Moca mitrodeta

Scientific classification
- Domain: Eukaryota
- Kingdom: Animalia
- Phylum: Arthropoda
- Class: Insecta
- Order: Lepidoptera
- Family: Immidae
- Genus: Moca
- Species: M. mitrodeta
- Binomial name: Moca mitrodeta Meyrick, 1922
- Synonyms: Imma mitrodeta Meyrick, 1922;

= Moca mitrodeta =

- Authority: Meyrick, 1922
- Synonyms: Imma mitrodeta Meyrick, 1922

Species of moth

Moca mitrodeta is a moth in the family Immidae. It was described by Edward Meyrick in 1922. It is found in Peru.
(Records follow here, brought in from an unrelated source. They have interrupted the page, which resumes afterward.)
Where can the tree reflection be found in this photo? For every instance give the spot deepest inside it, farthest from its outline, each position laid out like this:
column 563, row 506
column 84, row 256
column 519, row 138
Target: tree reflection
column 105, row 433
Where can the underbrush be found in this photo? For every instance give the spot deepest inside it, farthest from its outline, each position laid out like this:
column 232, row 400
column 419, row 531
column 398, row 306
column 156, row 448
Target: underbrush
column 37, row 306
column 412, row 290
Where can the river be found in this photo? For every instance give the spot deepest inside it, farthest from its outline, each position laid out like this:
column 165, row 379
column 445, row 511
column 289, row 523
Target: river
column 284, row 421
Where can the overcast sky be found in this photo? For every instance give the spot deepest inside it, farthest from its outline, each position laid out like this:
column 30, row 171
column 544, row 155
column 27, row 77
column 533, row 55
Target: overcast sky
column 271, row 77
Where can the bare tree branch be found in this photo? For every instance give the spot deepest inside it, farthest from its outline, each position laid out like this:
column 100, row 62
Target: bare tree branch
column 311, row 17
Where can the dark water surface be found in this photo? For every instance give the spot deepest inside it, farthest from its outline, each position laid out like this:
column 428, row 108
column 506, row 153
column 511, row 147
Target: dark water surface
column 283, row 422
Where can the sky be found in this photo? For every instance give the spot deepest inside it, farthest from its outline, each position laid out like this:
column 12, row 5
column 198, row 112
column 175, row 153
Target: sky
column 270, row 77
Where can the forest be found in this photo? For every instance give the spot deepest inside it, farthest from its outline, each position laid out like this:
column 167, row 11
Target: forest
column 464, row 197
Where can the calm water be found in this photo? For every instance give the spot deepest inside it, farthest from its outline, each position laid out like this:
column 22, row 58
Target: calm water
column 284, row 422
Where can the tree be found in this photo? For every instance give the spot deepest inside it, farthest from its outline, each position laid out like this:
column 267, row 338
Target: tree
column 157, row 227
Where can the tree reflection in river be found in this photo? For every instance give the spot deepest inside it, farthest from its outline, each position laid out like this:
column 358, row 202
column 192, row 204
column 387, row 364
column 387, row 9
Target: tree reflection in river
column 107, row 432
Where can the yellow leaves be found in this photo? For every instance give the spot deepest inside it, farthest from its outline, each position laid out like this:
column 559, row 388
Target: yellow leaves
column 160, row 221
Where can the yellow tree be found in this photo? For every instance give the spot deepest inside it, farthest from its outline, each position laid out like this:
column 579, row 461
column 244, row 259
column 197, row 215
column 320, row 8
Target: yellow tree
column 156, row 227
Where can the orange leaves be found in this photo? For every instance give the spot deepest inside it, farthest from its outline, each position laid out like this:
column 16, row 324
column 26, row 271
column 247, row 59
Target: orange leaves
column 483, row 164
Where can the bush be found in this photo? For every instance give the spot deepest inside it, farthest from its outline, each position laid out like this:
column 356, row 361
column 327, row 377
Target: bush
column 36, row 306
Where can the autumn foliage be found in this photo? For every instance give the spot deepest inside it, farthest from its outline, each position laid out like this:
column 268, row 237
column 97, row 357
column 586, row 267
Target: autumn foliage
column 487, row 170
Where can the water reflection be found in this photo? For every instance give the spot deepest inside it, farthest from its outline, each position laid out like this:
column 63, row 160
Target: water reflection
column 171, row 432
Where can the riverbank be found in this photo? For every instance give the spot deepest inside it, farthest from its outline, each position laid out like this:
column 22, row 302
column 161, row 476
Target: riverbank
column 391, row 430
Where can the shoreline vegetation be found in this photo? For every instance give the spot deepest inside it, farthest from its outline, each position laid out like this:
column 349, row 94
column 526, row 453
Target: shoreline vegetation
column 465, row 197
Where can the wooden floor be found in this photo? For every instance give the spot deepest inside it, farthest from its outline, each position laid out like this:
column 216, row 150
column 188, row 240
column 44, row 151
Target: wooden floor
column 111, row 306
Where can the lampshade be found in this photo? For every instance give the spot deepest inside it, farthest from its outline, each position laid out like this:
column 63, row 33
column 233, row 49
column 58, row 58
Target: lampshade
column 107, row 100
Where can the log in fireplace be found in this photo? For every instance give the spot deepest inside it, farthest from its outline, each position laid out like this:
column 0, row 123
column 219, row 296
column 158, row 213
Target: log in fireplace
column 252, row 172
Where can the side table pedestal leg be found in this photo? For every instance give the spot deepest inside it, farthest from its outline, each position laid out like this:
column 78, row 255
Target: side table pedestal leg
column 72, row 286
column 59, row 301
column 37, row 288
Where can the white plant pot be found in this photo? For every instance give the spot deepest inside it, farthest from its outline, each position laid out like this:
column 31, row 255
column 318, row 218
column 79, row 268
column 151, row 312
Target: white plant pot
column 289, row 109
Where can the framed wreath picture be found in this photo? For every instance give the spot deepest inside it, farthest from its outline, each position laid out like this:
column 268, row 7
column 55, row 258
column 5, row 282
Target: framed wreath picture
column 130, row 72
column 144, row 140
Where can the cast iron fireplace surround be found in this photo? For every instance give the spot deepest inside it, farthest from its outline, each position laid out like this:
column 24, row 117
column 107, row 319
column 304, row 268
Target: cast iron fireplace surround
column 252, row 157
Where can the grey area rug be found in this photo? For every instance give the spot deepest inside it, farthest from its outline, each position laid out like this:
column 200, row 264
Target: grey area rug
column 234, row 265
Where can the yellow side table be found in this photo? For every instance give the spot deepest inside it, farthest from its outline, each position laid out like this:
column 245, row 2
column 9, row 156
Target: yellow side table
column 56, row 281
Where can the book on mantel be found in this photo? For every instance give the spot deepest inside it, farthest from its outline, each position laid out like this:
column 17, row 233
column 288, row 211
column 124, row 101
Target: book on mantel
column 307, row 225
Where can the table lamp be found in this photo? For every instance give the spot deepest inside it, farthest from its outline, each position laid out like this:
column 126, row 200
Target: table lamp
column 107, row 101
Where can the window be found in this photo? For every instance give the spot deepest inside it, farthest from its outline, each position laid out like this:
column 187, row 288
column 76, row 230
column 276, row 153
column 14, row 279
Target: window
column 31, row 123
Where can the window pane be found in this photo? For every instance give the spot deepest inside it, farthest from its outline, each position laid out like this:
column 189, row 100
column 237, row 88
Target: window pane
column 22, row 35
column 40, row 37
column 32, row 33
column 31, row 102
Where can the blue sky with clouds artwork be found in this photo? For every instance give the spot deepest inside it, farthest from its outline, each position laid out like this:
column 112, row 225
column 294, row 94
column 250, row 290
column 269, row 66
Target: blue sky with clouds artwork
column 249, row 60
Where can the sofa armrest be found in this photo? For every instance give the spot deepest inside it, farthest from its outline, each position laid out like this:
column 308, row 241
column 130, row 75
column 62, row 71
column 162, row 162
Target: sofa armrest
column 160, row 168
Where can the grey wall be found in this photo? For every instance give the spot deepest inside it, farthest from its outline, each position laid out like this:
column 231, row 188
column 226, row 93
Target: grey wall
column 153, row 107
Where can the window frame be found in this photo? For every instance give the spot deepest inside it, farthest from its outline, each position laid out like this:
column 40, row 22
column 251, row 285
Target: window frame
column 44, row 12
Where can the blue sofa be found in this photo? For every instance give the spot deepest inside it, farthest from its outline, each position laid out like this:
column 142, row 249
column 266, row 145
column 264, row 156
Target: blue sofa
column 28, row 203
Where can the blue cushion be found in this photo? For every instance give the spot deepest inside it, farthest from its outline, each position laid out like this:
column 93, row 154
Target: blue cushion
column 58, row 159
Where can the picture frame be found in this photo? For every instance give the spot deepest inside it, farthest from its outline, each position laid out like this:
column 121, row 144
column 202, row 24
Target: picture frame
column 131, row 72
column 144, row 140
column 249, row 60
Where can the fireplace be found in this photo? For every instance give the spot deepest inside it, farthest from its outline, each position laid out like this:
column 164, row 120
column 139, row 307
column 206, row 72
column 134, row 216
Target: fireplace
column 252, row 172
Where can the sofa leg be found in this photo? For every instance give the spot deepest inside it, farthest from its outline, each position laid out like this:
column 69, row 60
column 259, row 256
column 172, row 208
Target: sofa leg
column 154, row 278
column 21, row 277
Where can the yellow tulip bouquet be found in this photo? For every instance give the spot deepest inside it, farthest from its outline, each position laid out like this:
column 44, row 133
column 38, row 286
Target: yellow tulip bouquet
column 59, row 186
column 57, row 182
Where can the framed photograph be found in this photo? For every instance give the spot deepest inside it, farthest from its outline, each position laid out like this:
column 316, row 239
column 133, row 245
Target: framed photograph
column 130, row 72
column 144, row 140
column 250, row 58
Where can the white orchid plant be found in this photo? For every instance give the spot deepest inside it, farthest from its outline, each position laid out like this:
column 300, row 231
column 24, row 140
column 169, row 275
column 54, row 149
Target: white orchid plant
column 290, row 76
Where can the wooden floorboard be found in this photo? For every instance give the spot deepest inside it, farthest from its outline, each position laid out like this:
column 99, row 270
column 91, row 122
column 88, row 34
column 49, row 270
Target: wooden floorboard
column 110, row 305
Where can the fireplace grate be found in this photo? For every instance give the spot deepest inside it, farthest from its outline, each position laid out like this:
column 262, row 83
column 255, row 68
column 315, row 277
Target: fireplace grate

The wingspan is about 15 mm. The forewings are dark purplish fuscous with a very short pale ochreous basal mark in the middle and a dot above it, as well as a fine pale ochreous subcostal line from the base to two-fifths, and an interrupted streak of irroration (sprinkles) above it. A similar fine line is found along the fold from the base to the middle, and one in the disc from before one-third to two-thirds. The costal edge is pale ochreous about two-thirds, with a pale ochreous dash beneath this. There are scattered pale greenish scales anteriorly, and an indistinct fascia of pale greenish irroration from two-thirds of the costa to before the middle of the dorsum. An indistinct curved series of small groups of pale greenish scales is found from three-fourths of the costa to the dorsum before the tornus, below the middle two or three larger obscure pale ochreous spots on this. A pre-marginal series of small cloudy pale ochreous spots is found around the posterior part of the costa and termen and there is a terminal series of cloudy darker dots separated by slight pale marks. The hindwings are dark grey.